KG:211:2024:7 Kwalificatie Limited Liability Partnership Engeland en Wales

Aanleiding

Naar aanleiding van een bij de heffing van vennootschapsbelasting opgekomen vraag is beoordeeld of Z LLP (Limited Liability Partnership), opgericht naar het recht van Engeland en Wales (hierna ook aangeduid als het VK), kwalificeert als kapitaalvennootschap (niet-transparant lichaam) of als personenvennootschap (transparant samenwerkingsverband).

Vraag

Kwalificeert Z LLP, opgericht naar het recht van het VK, voor de toepassing van de Wet inkomstenbelasting 2001, de Wet op de vennootschapsbelasting 1969, de Wet op de dividendbelasting 1965 en de Wet bronbelasting 2021 als een kapitaalvennootschap of als een personenvennootschap?

Antwoord

Een LLP, opgericht naar het recht van het VK, bezit zowel eigenschappen van een kapitaalvennootschap als van een personenvennootschap. Op basis van de letterlijke beantwoording van de vragen van het toetsingskader van onderdeel 3.3 van het besluit van 11 december 2009, nr. CPP2009/519M (‘kwalificatiebesluit’) zou deze LLP kwalificeren als kapitaalvennootschap. Op basis van onderdeel 3.4 van het kwalificatiebesluit zou toch sprake kunnen zijn van een personenvennootschap. Dat is het geval als de persoonlijke samenwerking tussen participanten zodanig vooropstaat, dat bij weging van alle eigenschappen de balans doorslaat naar de kwalificatie 'personenvennootschap'. Op basis van de specifieke feiten en omstandigheden is deze uitzondering bij Z LLP niet van toepassing. Z LLP wordt daarom voor de toepassing van de Wet inkomstenbelasting 2001, de Wet op de vennootschapsbelasting 1969, de Wet op de dividendbelasting 1965 en de Wet bronbelasting 2021 gekwalificeerd als een kapitaalvennootschap (niet-transparant lichaam).

Beschouwing

Bij deze kwalificatie kon worden beschikt over:

  • het besluit van  11 december 2009, nr. CPP2009/519M, Stcrt. 2009, 19749 (hierna: ‘het kwalificatiebesluit’);
  • de “Limited Liability Partnerships Regulations 2001” en idem 2009 (hierna: ‘Regulations’);
  • de “Limited Liability Partnerships Act 2000” (hierna: ‘Act’);
  • de “Explanatory Notes to Limited Liability Partnerships Act 2000”;
  • de “Insolvency Act 1986”;
  • de beschrijving van de winstverdeling tussen de participanten in Z LLP.

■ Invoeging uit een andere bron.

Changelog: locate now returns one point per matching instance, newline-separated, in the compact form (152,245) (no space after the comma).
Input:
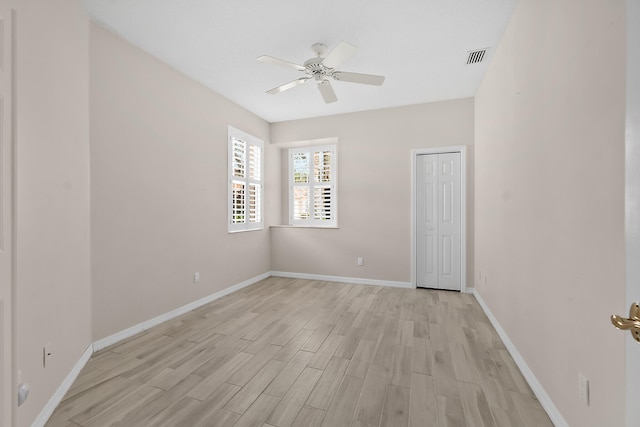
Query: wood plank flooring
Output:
(288,352)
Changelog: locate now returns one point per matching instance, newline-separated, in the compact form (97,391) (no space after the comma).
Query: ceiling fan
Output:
(322,68)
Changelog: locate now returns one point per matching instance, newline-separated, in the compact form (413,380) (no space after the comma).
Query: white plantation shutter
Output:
(245,181)
(312,186)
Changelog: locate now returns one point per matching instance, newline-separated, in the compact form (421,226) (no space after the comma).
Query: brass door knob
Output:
(632,323)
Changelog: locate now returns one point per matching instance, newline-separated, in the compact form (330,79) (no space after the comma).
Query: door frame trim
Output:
(463,208)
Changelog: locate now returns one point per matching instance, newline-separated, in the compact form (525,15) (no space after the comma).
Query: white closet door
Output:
(427,217)
(438,217)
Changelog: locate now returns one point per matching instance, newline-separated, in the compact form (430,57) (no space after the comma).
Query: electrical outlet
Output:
(583,389)
(47,355)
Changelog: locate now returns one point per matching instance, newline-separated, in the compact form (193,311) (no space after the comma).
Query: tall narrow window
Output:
(245,181)
(312,186)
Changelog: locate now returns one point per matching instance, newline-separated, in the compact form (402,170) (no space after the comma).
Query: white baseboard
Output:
(356,280)
(64,387)
(148,324)
(546,402)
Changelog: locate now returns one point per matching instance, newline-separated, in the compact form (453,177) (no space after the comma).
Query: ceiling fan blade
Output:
(327,92)
(367,79)
(280,62)
(339,55)
(289,85)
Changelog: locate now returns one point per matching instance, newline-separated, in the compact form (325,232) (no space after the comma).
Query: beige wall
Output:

Voor Z LLP is geen LLP-overeenkomst opgesteld.

Algemeen

Z LLP is ingeschreven in het LLP-register en in het VK geregistreerd. Het is feitelijk een in Nederland gevestigd samenwerkingsverband, waarbinnen een onderneming wordt gedreven. Bij oprichting is geen schriftelijke overeenkomst opgesteld. Op het moment van oprichting heeft Z LLP twee participanten (bij een LLP aangeduid als ‘members’): de natuurlijk persoon P en een andere (nagenoeg) volledig door P beheerste rechtspersoon waarvan de winst in de afgelopen jaren volledig werd toebedeeld aan P.

De Engelse LLP is naar Engels civiel recht een body corporate (with legal personality separate from that of its members). De LLP wordt in de regel gebruikt voor vrije beroepsbeoefenaren (bijvoorbeeld advocaten, adviseurs). Zij is over het algemeen gericht op de persoonlijke samenwerking van de participanten (‘members’) waarbij de samenwerkingsovereenkomst naar de wens van de participanten ingevuld kan worden. De LLP wordt aangegaan bij schriftelijke of mondelinge overeenkomst. Voor Z LLP is zoals hiervoor genoemd geen sprake van een schriftelijke overeenkomst.

In het VK wordt de LLP in beginsel als fiscaal transparant behandeld en worden de participanten in de LLP zelfstandig in de belastingheffing betrokken. Nederland is evenwel voor de heffing van belastingen niet gebonden aan de Engelse fiscale kwalificatie van de LLP en kwalificeert de rechtsvorm daarom zelfstandig voor de toepassing van de Wet inkomstenbelasting 2001, de Wet op de vennootschapsbelasting 1969, de Wet op de dividendbelasting 1965 en de Wet bronbelasting 2021. In een arrest van Hof Den Haag (ECLI:NL:GHDHA:2020:2016;Hoge Raad 81.1 RO, Hoge Raad 81.1 RO, ECLI:NL:HR:2022:1094) is geoordeeld dat de Engelse LLP in die zaak op basis van haar juridische kenmerken in Nederland kwalificeert als een niet-transparant samenwerkingsverband (kapitaalvennootschap). Dit oordeel van het Hof betekent niet dat elke Engelse LLP altijd als een kapitaalvennootschap kwalificeert. Een LLP bezit namelijk naast kenmerken van een kapitaalvennootschap ook een aantal kenmerken van een personenvennootschap (zie hierna). Als in een concreet geval deze kenmerken overduidelijk prevaleren, wordt de betreffende LLP voor de toepassing van bovengenoemde belastingen gekwalificeerd als personenvennootschap. De uitkomst van de kwalificatie is dus mede afhankelijk van de concrete feiten en omstandigheden van het geval.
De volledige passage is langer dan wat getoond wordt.